Comitted to PEOPLE'S RIGHT TO KNOW
Vol. 4 Num 55 Sun. July 20, 2003  
   
Business


Listed banks may be penalised for profit disclosure sans provisioning


Private commercial banks (PCBs) announcing half yearly operating profit without maintaining provisions against bad or doubtful debts are likely to be penalised by the Securities and Exchange Commission (SEC).

SEC officials in a meeting with the Bangladesh Bank yesterday pointed out that a number of PCBs listed with the stock markets resorted to such practice of announcing half-yearly profit without calculating the required provisions against bad loans.

"Disclosing such profits creates a demand for such banks as the investors are lured to purchase such stocks that appear to be lucrative," a top SEC official told the meeting which was attended by Bangladesh Bank Governor Fakhruddin Ahmed and three deputy governors.

The official said such announcements are price sensitive information that mislead the general investors. "And dissemination of such false price sensitive information is a clear violation of securities law and tantamount to market manipulation."

He said an investor purchasing shares based on such disclosures find profit to go down in the final audited accounts.
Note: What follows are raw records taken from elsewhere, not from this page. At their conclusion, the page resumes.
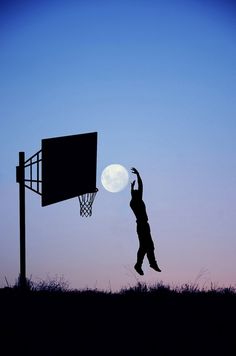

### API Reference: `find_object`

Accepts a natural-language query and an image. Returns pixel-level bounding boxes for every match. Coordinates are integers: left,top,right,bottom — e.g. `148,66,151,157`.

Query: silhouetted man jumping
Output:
130,168,161,275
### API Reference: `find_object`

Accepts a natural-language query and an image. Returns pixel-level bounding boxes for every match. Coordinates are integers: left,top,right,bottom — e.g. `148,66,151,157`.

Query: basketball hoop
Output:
78,188,98,217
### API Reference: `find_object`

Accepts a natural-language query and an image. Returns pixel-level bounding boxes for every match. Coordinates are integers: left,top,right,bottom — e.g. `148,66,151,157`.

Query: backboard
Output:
42,132,97,206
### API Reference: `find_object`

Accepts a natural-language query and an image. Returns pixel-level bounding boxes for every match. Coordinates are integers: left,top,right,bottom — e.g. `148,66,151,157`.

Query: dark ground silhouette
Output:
130,168,161,275
0,284,236,356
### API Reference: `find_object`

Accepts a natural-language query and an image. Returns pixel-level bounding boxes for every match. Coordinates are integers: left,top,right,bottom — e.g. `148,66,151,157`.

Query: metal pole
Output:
17,152,26,288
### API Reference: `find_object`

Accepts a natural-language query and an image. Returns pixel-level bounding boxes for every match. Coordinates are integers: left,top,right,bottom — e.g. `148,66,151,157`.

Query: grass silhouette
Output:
0,279,236,356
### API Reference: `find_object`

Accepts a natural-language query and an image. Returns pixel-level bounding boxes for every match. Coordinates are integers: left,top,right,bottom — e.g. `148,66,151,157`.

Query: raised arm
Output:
131,167,143,198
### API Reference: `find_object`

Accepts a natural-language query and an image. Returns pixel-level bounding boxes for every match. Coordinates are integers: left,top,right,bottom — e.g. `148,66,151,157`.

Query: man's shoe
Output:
150,263,161,272
134,263,144,276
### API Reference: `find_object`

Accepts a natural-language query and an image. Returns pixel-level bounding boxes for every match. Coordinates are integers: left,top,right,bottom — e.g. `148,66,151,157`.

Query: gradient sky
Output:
0,0,236,290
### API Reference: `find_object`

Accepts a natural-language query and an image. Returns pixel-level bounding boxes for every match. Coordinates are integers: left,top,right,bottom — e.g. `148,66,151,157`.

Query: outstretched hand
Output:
131,167,139,174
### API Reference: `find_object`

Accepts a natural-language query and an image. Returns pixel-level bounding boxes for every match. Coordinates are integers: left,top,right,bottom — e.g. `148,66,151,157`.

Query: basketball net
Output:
78,188,98,217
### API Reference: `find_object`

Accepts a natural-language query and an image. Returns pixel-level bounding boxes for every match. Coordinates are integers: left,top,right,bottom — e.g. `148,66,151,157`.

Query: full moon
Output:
101,164,129,193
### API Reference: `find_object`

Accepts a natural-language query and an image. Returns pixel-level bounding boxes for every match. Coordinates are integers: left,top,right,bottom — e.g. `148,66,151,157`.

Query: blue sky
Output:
0,0,236,289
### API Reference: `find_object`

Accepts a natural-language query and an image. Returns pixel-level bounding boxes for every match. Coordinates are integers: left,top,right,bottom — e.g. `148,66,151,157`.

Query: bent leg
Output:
147,247,161,272
134,246,147,275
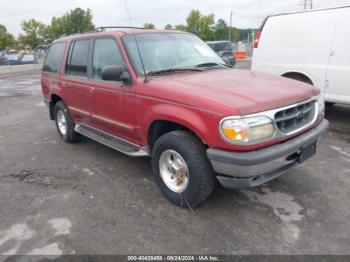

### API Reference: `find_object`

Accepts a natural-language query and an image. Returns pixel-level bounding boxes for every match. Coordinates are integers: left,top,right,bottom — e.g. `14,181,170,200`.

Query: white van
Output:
252,6,350,104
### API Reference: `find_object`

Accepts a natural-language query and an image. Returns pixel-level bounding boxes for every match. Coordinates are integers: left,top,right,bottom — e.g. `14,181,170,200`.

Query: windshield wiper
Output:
147,67,204,76
195,62,232,68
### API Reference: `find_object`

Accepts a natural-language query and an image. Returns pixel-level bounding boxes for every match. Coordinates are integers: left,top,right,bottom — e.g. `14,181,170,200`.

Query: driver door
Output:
90,37,137,142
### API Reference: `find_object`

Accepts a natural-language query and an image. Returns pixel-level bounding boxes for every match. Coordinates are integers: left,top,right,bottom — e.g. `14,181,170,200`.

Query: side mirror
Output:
101,65,130,82
221,57,231,66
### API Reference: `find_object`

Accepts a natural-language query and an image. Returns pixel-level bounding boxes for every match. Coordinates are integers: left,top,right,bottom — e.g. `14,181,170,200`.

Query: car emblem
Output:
297,112,305,119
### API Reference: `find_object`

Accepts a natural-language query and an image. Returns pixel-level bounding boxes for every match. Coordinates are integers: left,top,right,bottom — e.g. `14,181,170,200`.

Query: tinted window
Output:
92,39,125,79
43,43,66,73
218,42,233,51
66,40,90,77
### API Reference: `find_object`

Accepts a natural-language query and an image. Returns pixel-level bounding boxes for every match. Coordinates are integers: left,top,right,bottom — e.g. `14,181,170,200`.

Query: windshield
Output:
123,33,224,75
22,55,34,60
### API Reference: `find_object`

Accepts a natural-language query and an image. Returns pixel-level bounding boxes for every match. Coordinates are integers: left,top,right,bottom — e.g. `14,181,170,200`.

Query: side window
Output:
92,38,125,80
43,43,66,74
66,40,90,77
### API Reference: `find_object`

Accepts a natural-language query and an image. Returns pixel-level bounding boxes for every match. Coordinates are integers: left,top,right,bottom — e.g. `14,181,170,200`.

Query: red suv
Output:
41,28,328,206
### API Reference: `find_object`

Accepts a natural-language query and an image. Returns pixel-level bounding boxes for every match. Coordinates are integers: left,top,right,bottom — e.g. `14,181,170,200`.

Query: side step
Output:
74,124,149,156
In the final accounts the banks maintain the required provisioning against such bad loans.

Following the SEC submission, the central bank governor said the SEC could get in the process of taking actions against such offenders.

Another SEC official said such practice of disclosing operating profit began last year and many investors complained of such misleading statements from banks.

Following the complaints, the SEC last year warned all the listed banks not to disseminate such sensitive information.

"But this year we saw few banks to disclose such figures," the official said. "This time we may slap penalty on these banks."

During the meeting, the central bank officials sought relaxation of certain securities laws on some debt instruments, likely to be launched in the market under the financial instrument development programme (FIDP) of the central bank.

The Bangladesh Bank officials requested the SEC to exempt the debt instruments from the laws relating to mandatory underwriting, mandatory credit rating and prior permission from the SEC for keeping their cost low.

The SEC requested the Bangladesh Bank to send a proposal in this regard and assured it of cooperation in facilitating such financial instruments.